Satirical French weekly Charlie Hebdo is back in the news again this time for its controversial cartoon suggesting Alan Kurdi, the Syrian toddler refugee who drowned and was found on the shores of Turkey, would have grown up to be a sex attacker caused outrage on the social media sites.
The cartoon depicts two male creatures running after terrified women with the caption: "What would have become of the young Alan if he had grown up? A groper in Germany."
Sexual assaults on women in Cologne and other German cities on New Year's Eve, many blamed on migrants, have prompted more than 600 criminal complaints and caused a backlash against German Chancellor Angela Merkel's policies on refugees. More than 1 million entered Germany last year, more than any other European country.
The cartoon was published a week after the anniversary of attacks on the offices of Charlie Hebdo in Paris which killed 12 people in January last year.
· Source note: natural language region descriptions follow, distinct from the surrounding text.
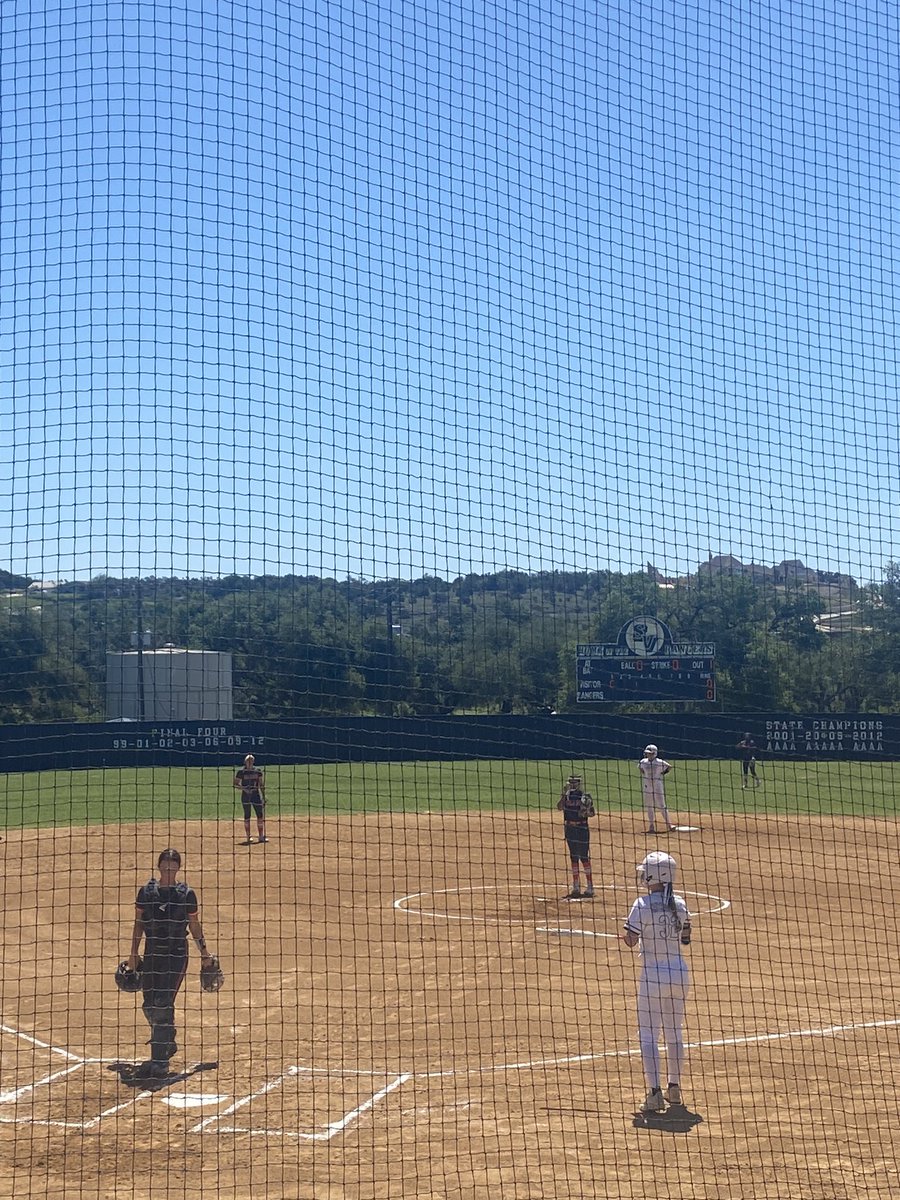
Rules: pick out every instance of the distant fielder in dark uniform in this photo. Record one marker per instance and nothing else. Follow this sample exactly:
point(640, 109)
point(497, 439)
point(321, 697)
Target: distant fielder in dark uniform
point(251, 781)
point(577, 807)
point(749, 751)
point(165, 911)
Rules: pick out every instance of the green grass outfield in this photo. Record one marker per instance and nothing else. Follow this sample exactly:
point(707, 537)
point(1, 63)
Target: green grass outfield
point(696, 787)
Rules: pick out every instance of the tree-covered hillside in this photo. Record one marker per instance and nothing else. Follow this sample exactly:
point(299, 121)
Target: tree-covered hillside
point(502, 642)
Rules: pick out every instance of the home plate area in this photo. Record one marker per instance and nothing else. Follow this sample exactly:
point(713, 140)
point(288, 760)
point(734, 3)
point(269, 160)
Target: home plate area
point(300, 1103)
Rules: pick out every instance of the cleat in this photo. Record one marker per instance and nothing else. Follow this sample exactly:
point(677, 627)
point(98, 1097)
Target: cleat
point(654, 1102)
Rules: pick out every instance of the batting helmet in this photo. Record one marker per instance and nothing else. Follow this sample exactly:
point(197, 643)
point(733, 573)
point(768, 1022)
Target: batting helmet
point(657, 868)
point(127, 979)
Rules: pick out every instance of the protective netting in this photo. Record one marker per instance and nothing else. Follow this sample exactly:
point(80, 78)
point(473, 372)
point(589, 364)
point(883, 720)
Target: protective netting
point(450, 456)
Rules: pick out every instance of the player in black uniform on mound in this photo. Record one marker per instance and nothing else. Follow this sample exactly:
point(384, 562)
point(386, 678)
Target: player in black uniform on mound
point(165, 911)
point(576, 807)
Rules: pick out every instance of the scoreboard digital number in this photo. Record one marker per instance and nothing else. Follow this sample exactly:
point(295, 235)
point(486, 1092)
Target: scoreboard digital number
point(609, 681)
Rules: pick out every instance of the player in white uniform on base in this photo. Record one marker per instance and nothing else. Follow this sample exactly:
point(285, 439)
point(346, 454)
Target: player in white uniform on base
point(660, 922)
point(652, 769)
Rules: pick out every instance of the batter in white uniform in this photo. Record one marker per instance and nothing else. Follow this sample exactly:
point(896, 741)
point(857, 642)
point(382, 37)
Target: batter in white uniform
point(660, 922)
point(652, 769)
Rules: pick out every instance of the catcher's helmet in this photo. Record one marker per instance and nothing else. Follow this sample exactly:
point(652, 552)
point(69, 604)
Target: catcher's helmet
point(127, 979)
point(657, 868)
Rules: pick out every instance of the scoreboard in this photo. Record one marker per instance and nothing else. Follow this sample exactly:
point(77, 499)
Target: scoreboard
point(610, 679)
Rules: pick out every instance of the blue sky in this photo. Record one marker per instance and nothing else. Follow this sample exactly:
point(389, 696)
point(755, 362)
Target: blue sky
point(388, 289)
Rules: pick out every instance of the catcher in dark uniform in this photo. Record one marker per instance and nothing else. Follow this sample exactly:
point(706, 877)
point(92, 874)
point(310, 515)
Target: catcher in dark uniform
point(577, 807)
point(165, 911)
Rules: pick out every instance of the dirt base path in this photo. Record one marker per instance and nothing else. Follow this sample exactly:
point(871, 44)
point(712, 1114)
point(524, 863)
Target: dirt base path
point(412, 1011)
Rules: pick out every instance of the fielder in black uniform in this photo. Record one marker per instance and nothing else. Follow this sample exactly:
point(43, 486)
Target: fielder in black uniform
point(576, 807)
point(748, 760)
point(251, 781)
point(165, 912)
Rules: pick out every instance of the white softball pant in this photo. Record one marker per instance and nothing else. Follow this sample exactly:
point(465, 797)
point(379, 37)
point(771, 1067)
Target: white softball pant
point(661, 994)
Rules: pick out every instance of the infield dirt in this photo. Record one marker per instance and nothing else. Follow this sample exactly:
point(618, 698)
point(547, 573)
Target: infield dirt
point(475, 1039)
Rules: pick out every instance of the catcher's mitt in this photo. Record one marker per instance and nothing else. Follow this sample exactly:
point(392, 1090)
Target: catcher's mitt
point(127, 979)
point(211, 976)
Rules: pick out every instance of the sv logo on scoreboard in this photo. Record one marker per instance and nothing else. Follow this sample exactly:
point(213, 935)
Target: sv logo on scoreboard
point(645, 664)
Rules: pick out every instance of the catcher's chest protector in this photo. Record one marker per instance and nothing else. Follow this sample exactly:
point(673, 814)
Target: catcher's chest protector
point(166, 911)
point(573, 804)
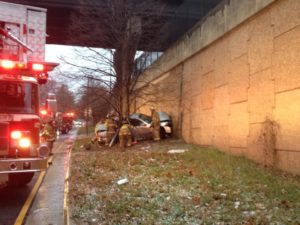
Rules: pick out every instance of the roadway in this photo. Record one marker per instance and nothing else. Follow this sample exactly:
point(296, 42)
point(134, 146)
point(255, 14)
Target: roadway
point(42, 200)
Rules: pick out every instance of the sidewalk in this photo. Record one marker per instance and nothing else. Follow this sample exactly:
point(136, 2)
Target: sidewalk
point(48, 206)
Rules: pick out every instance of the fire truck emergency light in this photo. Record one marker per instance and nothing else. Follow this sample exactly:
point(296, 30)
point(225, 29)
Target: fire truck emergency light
point(38, 67)
point(7, 64)
point(43, 112)
point(24, 142)
point(16, 134)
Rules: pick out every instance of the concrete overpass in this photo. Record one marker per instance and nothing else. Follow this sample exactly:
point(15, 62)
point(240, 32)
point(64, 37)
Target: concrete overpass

The phrase "Je suis Charlie" ("I am Charlie"), was swiftly adopted by supporters online.
This time, many people on social media said the cartoon was offensive while others argued Charlie Hebdo was keeping to its usual provocative tone to stir debate on European attitudes to the migrant crisis.
The image of Alan lying face down on a Turkish beach last September appeared around the world and prompted a wave of sympathy for the plight of refugees fleeing war and poverty in the Middle East and Africa.